* * *Четыре ноты конечных ушли в песок. Срединных три — в отпуске до весны — впитались в снега. И только остальные двенадцать как вышли первыми, так и остались додекафонической радугой, недопетым мостом. * * *
Лоб говорит, что больно, глаза говорят, что плачут, мир прорастает в наушниках разными голосами — о навсегда испорченной погоде. Скажи, что будет дождь (и будет дождь), спой о сугробах в зале ожидания (Что там забыл снег? Кого может ждать? По этому пути больше не ходят даже поезда, И только талая вода течёт под мраморную стену). Зуммерами и замороженными розами прорастают амбушюры. Женское говорит о свободе всего от всего, мужское произносит победу всего над всем, дорога к реке опоздала на пять минут, река приносит неожиданных гостей без цвета и запаха, воздух выпалывают от последней морзянки, как репу от последнего сорняка. (1. И посадил дед репку. 2. И вот выросла она большая-пребольшая. 3. И вот хорошо весьма). А колобок полярного светила ушёл даже от полярного медведя.
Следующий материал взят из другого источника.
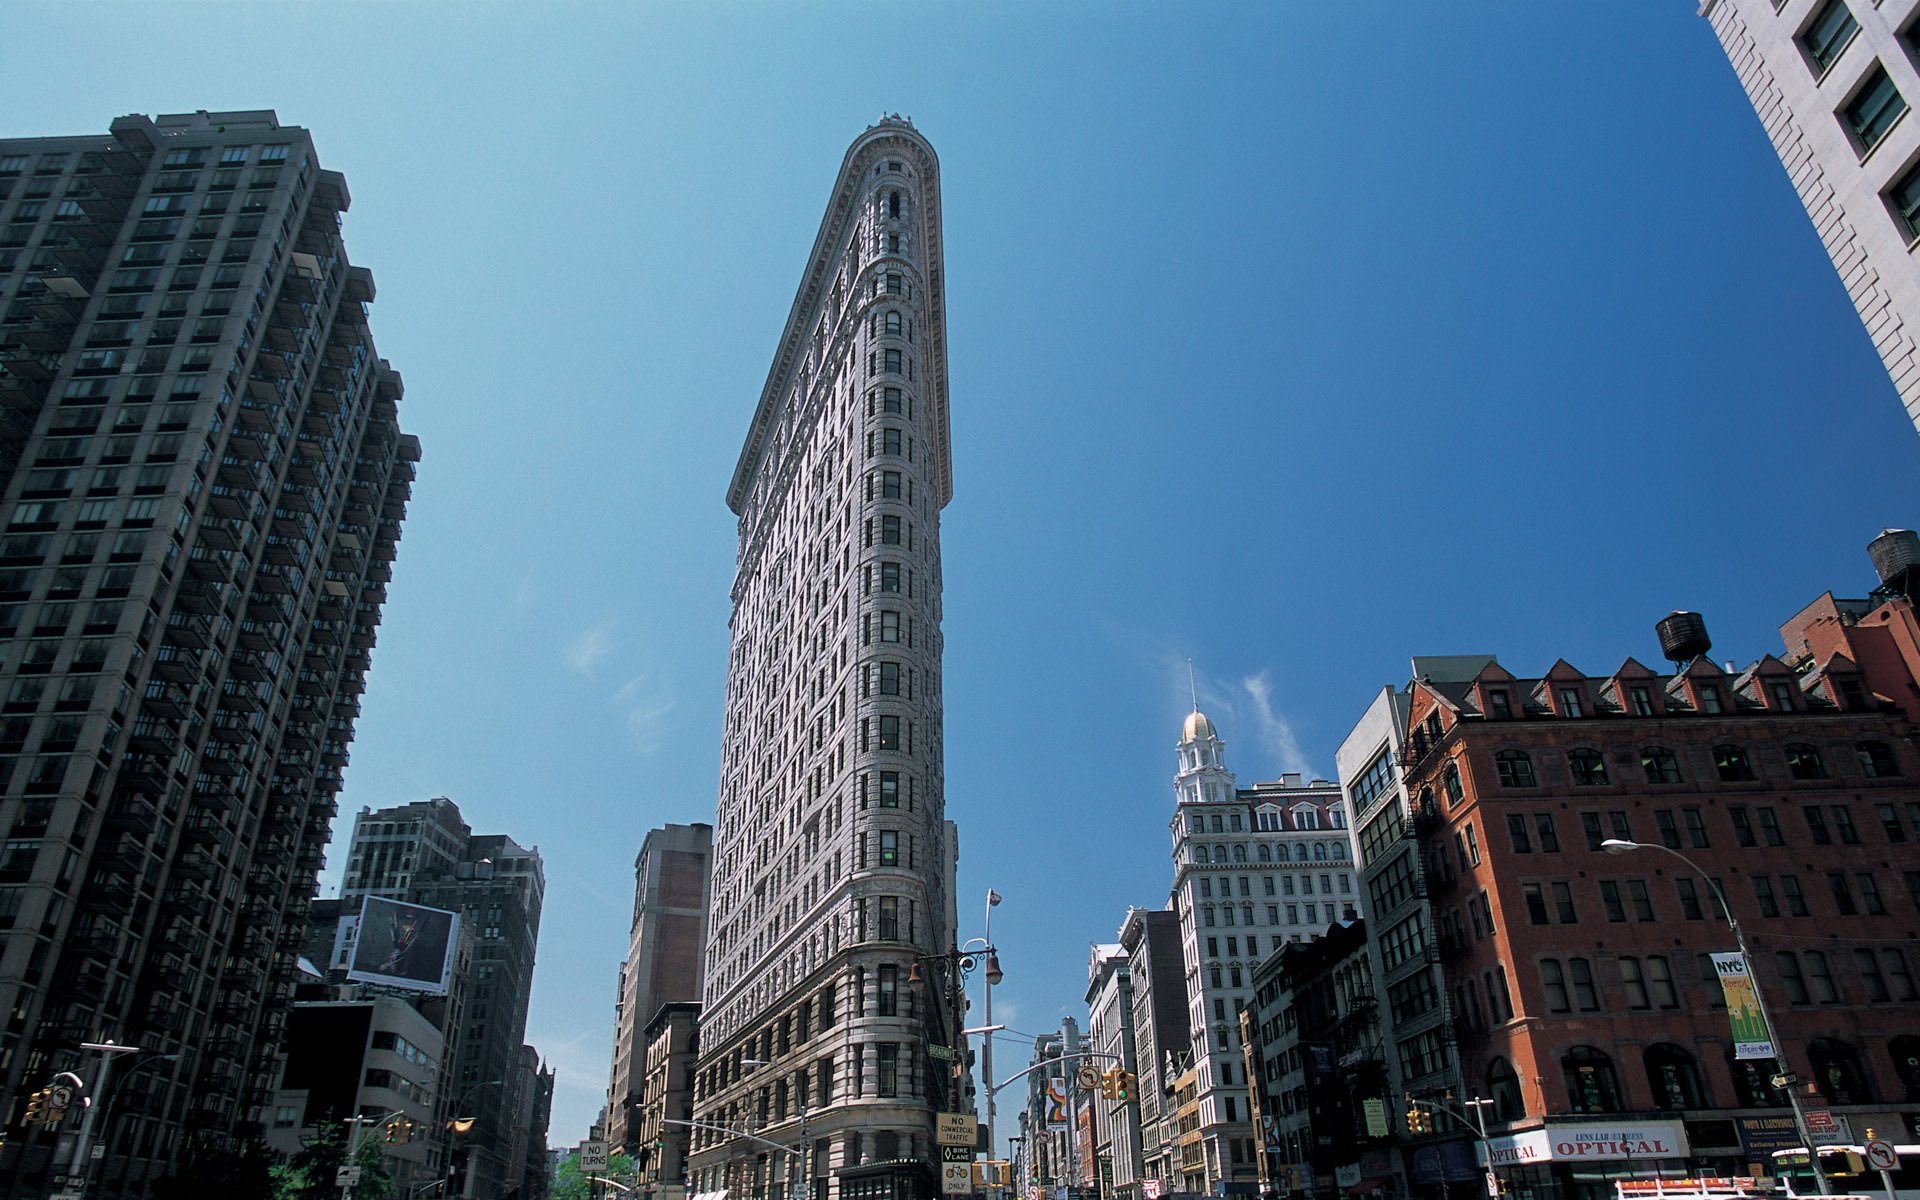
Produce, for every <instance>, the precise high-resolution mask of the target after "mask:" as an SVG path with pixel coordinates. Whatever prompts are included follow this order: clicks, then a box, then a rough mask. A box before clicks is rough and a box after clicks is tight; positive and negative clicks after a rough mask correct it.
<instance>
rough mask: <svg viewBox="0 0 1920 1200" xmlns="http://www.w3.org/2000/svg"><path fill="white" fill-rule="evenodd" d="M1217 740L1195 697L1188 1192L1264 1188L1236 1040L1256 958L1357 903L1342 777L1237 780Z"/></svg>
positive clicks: (1185, 861) (1172, 823)
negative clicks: (1225, 760)
mask: <svg viewBox="0 0 1920 1200" xmlns="http://www.w3.org/2000/svg"><path fill="white" fill-rule="evenodd" d="M1225 751H1227V743H1225V741H1221V737H1219V733H1217V732H1215V730H1213V722H1212V720H1208V716H1206V714H1204V712H1200V710H1198V708H1196V710H1192V712H1190V714H1188V716H1187V724H1185V726H1183V728H1181V741H1179V772H1177V774H1175V776H1173V793H1175V799H1177V804H1175V812H1173V820H1171V833H1173V910H1175V912H1179V918H1181V952H1183V960H1185V975H1187V1020H1188V1031H1190V1037H1192V1043H1190V1044H1192V1071H1194V1089H1196V1096H1194V1098H1196V1104H1198V1127H1196V1129H1198V1137H1190V1135H1192V1133H1194V1131H1192V1129H1185V1131H1183V1133H1181V1137H1179V1152H1177V1154H1175V1162H1173V1164H1171V1165H1173V1171H1175V1181H1177V1187H1175V1190H1183V1192H1212V1194H1227V1196H1233V1194H1258V1190H1260V1164H1258V1158H1256V1146H1254V1117H1252V1112H1250V1108H1248V1089H1246V1068H1244V1056H1242V1050H1240V1041H1238V1039H1240V1018H1238V1014H1240V1008H1244V1006H1246V1004H1248V1000H1250V998H1252V979H1254V968H1256V966H1260V960H1261V958H1265V956H1267V954H1271V952H1275V950H1279V948H1281V947H1284V945H1286V943H1288V941H1300V939H1306V937H1313V935H1317V933H1319V931H1321V929H1325V927H1327V925H1331V924H1332V922H1336V920H1340V918H1342V916H1352V914H1354V912H1356V910H1357V908H1359V897H1357V895H1356V891H1354V860H1352V856H1350V849H1348V839H1346V808H1344V804H1342V797H1340V789H1338V785H1334V783H1329V781H1325V780H1311V781H1302V778H1300V776H1296V774H1288V776H1283V778H1281V780H1279V781H1275V783H1256V785H1254V787H1250V789H1242V787H1236V785H1235V776H1233V772H1229V770H1227V762H1225Z"/></svg>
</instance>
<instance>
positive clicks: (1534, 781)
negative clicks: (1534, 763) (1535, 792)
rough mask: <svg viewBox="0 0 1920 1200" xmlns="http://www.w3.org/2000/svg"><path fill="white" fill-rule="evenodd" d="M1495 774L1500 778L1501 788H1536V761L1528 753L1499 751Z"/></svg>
mask: <svg viewBox="0 0 1920 1200" xmlns="http://www.w3.org/2000/svg"><path fill="white" fill-rule="evenodd" d="M1494 772H1496V774H1498V776H1500V785H1501V787H1536V781H1534V760H1532V758H1530V756H1528V755H1526V751H1498V753H1496V755H1494Z"/></svg>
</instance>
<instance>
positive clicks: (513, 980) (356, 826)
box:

И был вечер. * * *
Стигматы Фатиме, и мрамору колени, но, выдавив коленом небо, скажу: «Не верю», стирая мрамор о колени, скажешь: «Не верю», и в новой базилике известняк из белого кирпичным станет, и в новой базилике десять тысяч увидят не раскачивающееся солнце — осколок зеркала на поверхности штиля. * * *
Если чем-то и пахнут — уж точно не ладаном — пальцы её, — типографскою краскою, клеем, чужой неподъёмной слепою строкой, вдоль которой бредут некрасивые дети, как будто гуляют в картонном саду, в декорациях явно с чужого плеча, неподъёмное слово несут, отряхают стальную листву с оскудевших деревьев, где птиц механический звон и жуков электрический скрип. Никакие актёры, мы вовсе не в силах не то чтобы выучить чьи-то слова, но затверженный с детства язык нам как будто чужой, и такая окрест немота, словно даже в ушах перестало звенеть. * * *
В сером небе след твой отсвечивает голубым, но ты не бог — такая работа твоя — тропить для тамошних поездов. Города вздрагивают по краям земли, моргают пересохшие глаза — ветер и ветер к центру, а ты не ложись на самом краю земли, не засыпай — проснёшься, и не будет тебе дна, будешь падать без верха и низа, без сторон света, так медленно, как время. * * *
Вскипает кофе на зелёных углях. Сколь тяжек, столь и колок, на дворе чугунный век, и струны на меху молчат, как плачут. Чёрная листва пятнает небо, не желая падать, плывёт, как дым дымов, как туча туч. Такая осень. Чёрное бело, когда случайно в зеркало заходишь, но серое в нём остаётся серым. Когда пройдёт пора домохозяек, их злые телевизоры умрут, наступит тихий час дворогостей под люстрой расписного винограда, но этот двор становится ничей, меня его собаки не узна́ют. * * *
С говорящего неба срываешь не-слово-цветок — не-цветок — металлический ковшик луны по дороге расплещешь до дна. Даже и не заметишь, как оно умолкло. Ёлочные шары инея, ветви инея. Роса. Пар. И зеркальная пыль устилает траву, и колко ногам ходить по замёрзшей ртути. А к вечеру серое — пыль на остывающей тропе. Металлическим лунным ситом, катодной светильной сеткой вполнакала гуляет по верхнему миру и падает в средний, в нижнем — сновидения корней, выцветающие к сентябрю до пепельного. * * *
Если ты питаешься только одним словом, именно это не переварить — пятое за день. Оно ляжет на дно чугунной пушкой, сквозь него будут прорастать рыбы из камня и кораллы выйдут на берег, ветвясь, — рассветно-зелёные — говорить о чугуне и стали, как об усталости и чувстве вины. Камень теряет способность сверкать, падая на дно моря, — даже на малую глубину — не хватает дыхания. Нет, это неправильная диета. Лучше так: возьми немного воды, выжатой из каракумского песка, возьми немного хлеба — светящегося зеленью. Хлеб — это такая ягода, на вкус — медь. Возьми немного, а остальное раздай нищим, пересчитывающим золото, ходящее на кукане кругами. Только им нечем расплатиться с тобой — разве кто-то заплачет. Разве кто-то заплачет? Заплачет.